What is the best way to convert HTML tables to CSV?
Converting HTML tables to CSV depends on your technical skill level and requirements.
Non-coding approach (fastest):
Use a table extractor tool:
- Upload your HTML file
- Preview extracted tables
- Download as CSV directly
Python with pandas (recommended):
import pandas as pd
# Extract all tables
tables = pd.read_html('page.html')
# Export first table to CSV
tables[0].to_csv('output.csv', index=False)

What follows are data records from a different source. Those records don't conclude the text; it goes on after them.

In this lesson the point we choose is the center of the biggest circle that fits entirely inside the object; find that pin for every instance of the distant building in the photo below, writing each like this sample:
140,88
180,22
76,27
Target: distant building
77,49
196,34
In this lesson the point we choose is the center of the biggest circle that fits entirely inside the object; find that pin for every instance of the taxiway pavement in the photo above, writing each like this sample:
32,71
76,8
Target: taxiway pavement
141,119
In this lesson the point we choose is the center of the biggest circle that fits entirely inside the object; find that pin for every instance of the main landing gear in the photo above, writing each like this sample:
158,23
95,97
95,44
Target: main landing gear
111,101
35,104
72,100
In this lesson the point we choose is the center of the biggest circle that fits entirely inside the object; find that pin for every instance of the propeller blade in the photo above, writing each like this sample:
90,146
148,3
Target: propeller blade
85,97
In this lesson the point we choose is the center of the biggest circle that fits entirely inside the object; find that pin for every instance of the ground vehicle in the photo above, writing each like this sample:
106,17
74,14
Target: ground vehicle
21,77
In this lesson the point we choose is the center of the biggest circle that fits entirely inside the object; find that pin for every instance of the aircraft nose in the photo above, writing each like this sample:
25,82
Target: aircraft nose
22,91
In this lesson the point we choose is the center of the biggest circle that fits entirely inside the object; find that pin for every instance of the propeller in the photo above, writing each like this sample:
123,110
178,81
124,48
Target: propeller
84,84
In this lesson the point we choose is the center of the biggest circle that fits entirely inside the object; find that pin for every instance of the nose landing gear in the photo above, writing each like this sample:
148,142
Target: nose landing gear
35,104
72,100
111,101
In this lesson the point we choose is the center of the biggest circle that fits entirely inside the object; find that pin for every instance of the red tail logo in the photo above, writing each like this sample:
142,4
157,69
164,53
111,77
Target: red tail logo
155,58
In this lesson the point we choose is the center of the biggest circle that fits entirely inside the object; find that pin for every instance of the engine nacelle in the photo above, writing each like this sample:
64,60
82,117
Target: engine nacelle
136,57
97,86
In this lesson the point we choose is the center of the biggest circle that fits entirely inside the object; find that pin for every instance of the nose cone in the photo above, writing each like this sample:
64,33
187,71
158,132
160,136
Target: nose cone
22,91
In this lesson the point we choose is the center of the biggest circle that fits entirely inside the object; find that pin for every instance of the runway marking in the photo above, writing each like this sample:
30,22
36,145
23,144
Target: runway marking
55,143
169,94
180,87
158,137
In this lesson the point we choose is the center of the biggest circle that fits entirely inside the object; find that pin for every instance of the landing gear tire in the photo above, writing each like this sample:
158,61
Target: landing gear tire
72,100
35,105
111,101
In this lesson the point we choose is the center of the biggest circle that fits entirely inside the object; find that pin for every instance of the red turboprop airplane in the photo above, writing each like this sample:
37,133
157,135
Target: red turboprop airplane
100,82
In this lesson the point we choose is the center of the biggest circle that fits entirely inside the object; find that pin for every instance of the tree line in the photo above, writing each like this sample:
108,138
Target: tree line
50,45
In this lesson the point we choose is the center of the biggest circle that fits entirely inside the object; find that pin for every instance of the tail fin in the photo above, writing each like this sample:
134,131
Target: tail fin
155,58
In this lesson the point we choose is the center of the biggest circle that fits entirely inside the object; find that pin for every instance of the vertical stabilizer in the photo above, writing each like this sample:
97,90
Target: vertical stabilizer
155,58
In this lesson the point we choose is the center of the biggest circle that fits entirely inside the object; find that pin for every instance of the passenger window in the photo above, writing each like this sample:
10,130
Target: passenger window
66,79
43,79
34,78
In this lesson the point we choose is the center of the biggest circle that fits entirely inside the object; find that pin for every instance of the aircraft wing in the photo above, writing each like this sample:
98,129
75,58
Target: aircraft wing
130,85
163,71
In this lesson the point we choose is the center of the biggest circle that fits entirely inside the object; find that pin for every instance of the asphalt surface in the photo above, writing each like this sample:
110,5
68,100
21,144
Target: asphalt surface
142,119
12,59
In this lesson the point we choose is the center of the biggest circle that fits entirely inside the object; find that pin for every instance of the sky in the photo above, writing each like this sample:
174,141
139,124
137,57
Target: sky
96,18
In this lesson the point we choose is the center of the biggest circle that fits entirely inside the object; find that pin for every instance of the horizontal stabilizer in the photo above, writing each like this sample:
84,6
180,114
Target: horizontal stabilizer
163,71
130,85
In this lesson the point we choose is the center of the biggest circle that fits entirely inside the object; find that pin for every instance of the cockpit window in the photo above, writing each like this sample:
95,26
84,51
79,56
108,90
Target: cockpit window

# Export with custom settings
tables[0].to_csv('output.csv',
index=False,
encoding='utf-8',
sep=',',
quoting=csv.QUOTE_MINIMAL)
JavaScript (Node.js):
const fs = require('fs');
const cheerio = require('cheerio');
const { parse } = require('json2csv');
const html = fs.readFileSync('page.html', 'utf8');
const $ = cheerio.load(html);
const data = [];
$('table tr').each((i, row) => {
const rowData = {};
$(row).find('td').each((j, cell) => {
rowData[`col${j}`] = $(cell).text().trim();
});
if (Object.keys(rowData).length) data.push(rowData);
});
const csv = parse(data);
fs.writeFileSync('output.csv', csv);
Handling common issues:
- Encoding: Always use UTF-8 for special characters
- Delimiter conflicts: Use tab or semicolon if data contains commas
- Quotes: Wrap fields containing commas or newlines in quotes
- Headers: Extract from
<th>tags or first row
Advanced considerations:
- Large tables: Process in chunks to avoid memory issues
- Multiple tables: Export each to separate CSV or combine with identifiers
- Data cleaning: Remove HTML entities, normalize whitespace
- Type preservation: CSV loses type information (everything becomes text)
When to use CSV vs JSON:
CSV advantages:
- Smaller file size
- Direct import to Excel/Sheets
- Better for tabular data
JSON advantages:
- Preserves data types
- Better for nested structures
- Easier to work with in code